Army would edge Navy by 15-hundredths of a second to win the 400 freestyle relay in the final event of the night.

Conversely to the close men's result, the Navy women's team won 15 events and placed at least first and second in 11 events to comfortably extend the longest winning streak in Army-Navy history.

The tone was set in the first race of the night as the Mids placed first (1:39.79) and second (1:41.26) in the 200 medley relay.  Finishing the event first was the team of Megan Murphy, Riley Gavigan, Sydney Harrington and Sarah Sorensen.  

"Our first relay team was outstanding," said Morrison.  "The team just kept rolling from there."

The first individual event of the night saw Cameron Horner place first (10:03.05) and teammate Rachel Schlemmer finish in second place (10:06.20) in the 1000 freestyle.  Navy kept things cruising along as Mids placed first, second, third and fourth in the 200 freestyle.  Martina Thomas had a three-second margin of victory over Gabi Baldwin with her effort of 1:45.13.  That clocking broke the meet record of 1:45.29 set by Thomas two years ago.

Army's Lauren Carag would win the 100 backstroke, but that was followed by a first, second and third-place effort by Navy in the 100 breaststroke.  Riley Gavigan claimed the victory with her time of 1:02.23, which gave her a six-tenths of a second win over Sydney Bare.  Harrington won the next event, the 200 butterfly, in a time of 1:55.60.  She won the race by 4.5 seconds over teammate Grace Hastings.  The last swimming event of the first half of the meet was the 50 freestyle.  Sorensen fell just short of her own meet record (22.94) in winning the race in a time of 22.96.  

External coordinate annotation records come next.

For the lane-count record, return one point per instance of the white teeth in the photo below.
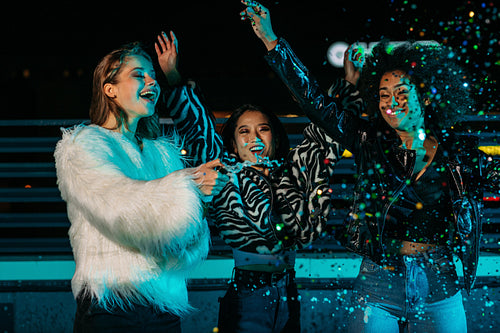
(256, 148)
(148, 94)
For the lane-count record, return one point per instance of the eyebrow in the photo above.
(395, 87)
(267, 124)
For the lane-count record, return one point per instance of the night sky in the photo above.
(49, 52)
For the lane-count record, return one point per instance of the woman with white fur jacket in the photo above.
(137, 215)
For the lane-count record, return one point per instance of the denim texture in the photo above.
(270, 308)
(418, 293)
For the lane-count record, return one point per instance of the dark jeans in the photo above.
(261, 307)
(93, 318)
(413, 294)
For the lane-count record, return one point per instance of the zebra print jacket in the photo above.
(254, 213)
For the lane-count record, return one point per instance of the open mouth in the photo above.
(393, 113)
(149, 95)
(257, 149)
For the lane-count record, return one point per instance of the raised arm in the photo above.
(337, 114)
(193, 121)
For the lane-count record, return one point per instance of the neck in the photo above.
(412, 139)
(128, 131)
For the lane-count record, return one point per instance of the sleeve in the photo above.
(244, 221)
(195, 124)
(303, 191)
(491, 173)
(337, 113)
(160, 218)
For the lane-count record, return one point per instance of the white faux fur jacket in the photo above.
(137, 224)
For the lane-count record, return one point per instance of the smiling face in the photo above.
(253, 137)
(135, 90)
(398, 102)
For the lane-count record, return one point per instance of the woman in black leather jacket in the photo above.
(419, 187)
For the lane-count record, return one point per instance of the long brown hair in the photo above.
(102, 106)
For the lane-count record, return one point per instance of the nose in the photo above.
(149, 80)
(394, 101)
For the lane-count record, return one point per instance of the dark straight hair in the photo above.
(281, 145)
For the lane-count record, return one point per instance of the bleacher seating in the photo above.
(33, 219)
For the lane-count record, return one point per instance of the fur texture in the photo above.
(137, 224)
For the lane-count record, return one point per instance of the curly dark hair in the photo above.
(432, 68)
(280, 137)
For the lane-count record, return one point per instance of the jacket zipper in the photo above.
(398, 192)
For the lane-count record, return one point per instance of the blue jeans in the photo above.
(267, 308)
(418, 293)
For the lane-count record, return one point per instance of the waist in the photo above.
(255, 279)
(412, 248)
(264, 262)
(433, 254)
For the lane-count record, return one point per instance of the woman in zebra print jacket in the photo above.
(276, 202)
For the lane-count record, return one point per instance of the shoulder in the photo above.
(88, 140)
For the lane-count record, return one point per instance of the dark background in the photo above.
(49, 52)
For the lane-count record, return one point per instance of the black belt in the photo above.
(256, 279)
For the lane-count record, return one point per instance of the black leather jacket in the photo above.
(383, 168)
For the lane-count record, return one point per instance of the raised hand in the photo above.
(353, 63)
(166, 50)
(260, 18)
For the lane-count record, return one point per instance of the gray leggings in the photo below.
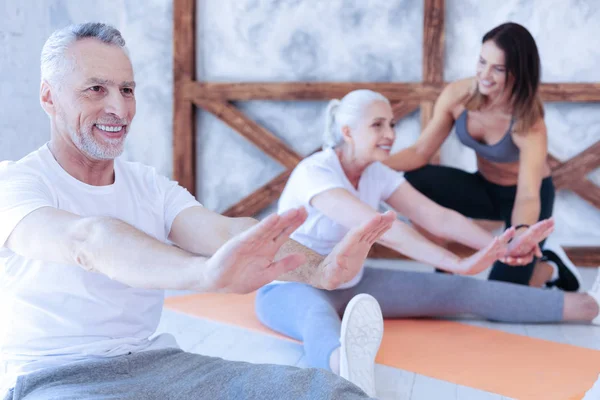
(313, 316)
(174, 374)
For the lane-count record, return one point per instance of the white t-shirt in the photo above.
(52, 314)
(320, 172)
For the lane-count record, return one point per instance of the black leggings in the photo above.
(475, 197)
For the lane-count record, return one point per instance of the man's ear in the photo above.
(347, 134)
(46, 98)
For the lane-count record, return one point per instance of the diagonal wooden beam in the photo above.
(253, 132)
(260, 199)
(403, 108)
(570, 92)
(411, 91)
(184, 70)
(433, 41)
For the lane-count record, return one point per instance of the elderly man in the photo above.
(86, 252)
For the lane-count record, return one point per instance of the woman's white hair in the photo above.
(53, 60)
(347, 111)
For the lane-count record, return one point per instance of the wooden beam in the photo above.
(580, 256)
(394, 91)
(570, 92)
(260, 199)
(402, 109)
(253, 132)
(426, 113)
(411, 91)
(184, 71)
(433, 41)
(588, 191)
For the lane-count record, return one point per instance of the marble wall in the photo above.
(299, 40)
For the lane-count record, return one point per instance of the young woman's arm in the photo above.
(436, 131)
(533, 148)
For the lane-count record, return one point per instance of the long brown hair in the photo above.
(523, 63)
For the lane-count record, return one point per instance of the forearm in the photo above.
(458, 228)
(526, 210)
(127, 255)
(309, 272)
(406, 159)
(406, 240)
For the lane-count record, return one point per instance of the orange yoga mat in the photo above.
(511, 365)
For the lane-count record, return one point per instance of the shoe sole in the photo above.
(361, 334)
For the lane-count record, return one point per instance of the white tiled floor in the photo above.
(232, 343)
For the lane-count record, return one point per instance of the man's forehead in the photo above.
(100, 61)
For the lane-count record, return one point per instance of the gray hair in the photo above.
(346, 111)
(53, 60)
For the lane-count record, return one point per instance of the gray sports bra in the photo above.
(504, 151)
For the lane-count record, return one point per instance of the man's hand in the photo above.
(481, 260)
(246, 262)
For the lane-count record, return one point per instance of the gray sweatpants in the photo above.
(174, 374)
(313, 316)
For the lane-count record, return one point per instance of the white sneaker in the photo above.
(362, 331)
(595, 293)
(594, 392)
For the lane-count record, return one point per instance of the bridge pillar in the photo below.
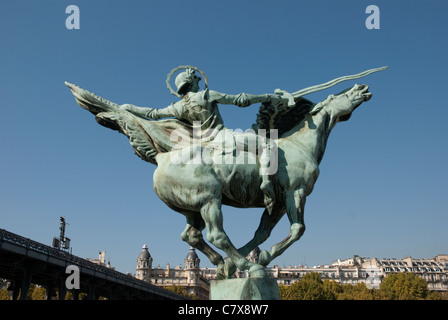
(91, 293)
(62, 290)
(26, 282)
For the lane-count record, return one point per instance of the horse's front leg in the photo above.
(295, 204)
(193, 236)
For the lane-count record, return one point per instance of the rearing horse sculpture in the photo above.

The eighth and final event before intermission saw Hannah Montau score 329.10 points to win the three-meter diving event by 36 points and break the meet (319.20), Navy and Patriot League (326.85) records.

Sorensen earned her second sprint victory of the meet as she posted a time of 50.81 to edge Army's Sammie Edwards for the win by two-hundredths of a second.  After that close finish, Navy swimmers finished in the top-four positions in the 200 backstroke.  Baldwin won the race by 1.6 seconds with her time of 1:58.05.  Emily Brockman followed by winning the 200 breaststroke by 1.14 seconds thanks to her effort of 2:14.70.  Then Thomas led another 1-2-3-4 Navy finish in the 500 freestyle as her time of 4:49.36 gave her a seven-second cushion over Horner.

Harrington would win the second fly event of the night, the 100 fly, with a time of 52.37.  She bettered teammate Caroline Irwin's second-place time by 2.3 seconds.  Montau followed with her second record-breaking effort of the meet as she scored 304.70 points to win the one-meter board by 37 points with her tally of 304.70 points.  That broke the meet record of 287.48, the Navy record of 296.70 (set 30 years ago by Stacia Johnson) and the league record of 303.40.

"It was a great night for Hannah with her breaking all of those records," said MacDonald.  "And it was great to see Caroline Turner post scores that qualifies her for the NCAA Zone Championship."

Haley Harris earned her first victory in an Army-Navy meet as she touched the wall ahead of the rest of the field in the 200 individual medley with her effort of 2:02.16.  Then Navy's team of Thomas, Sorensen, Brooke West and Harrington combined for a time of 3:20.82 to win the 400 free relay by four seconds.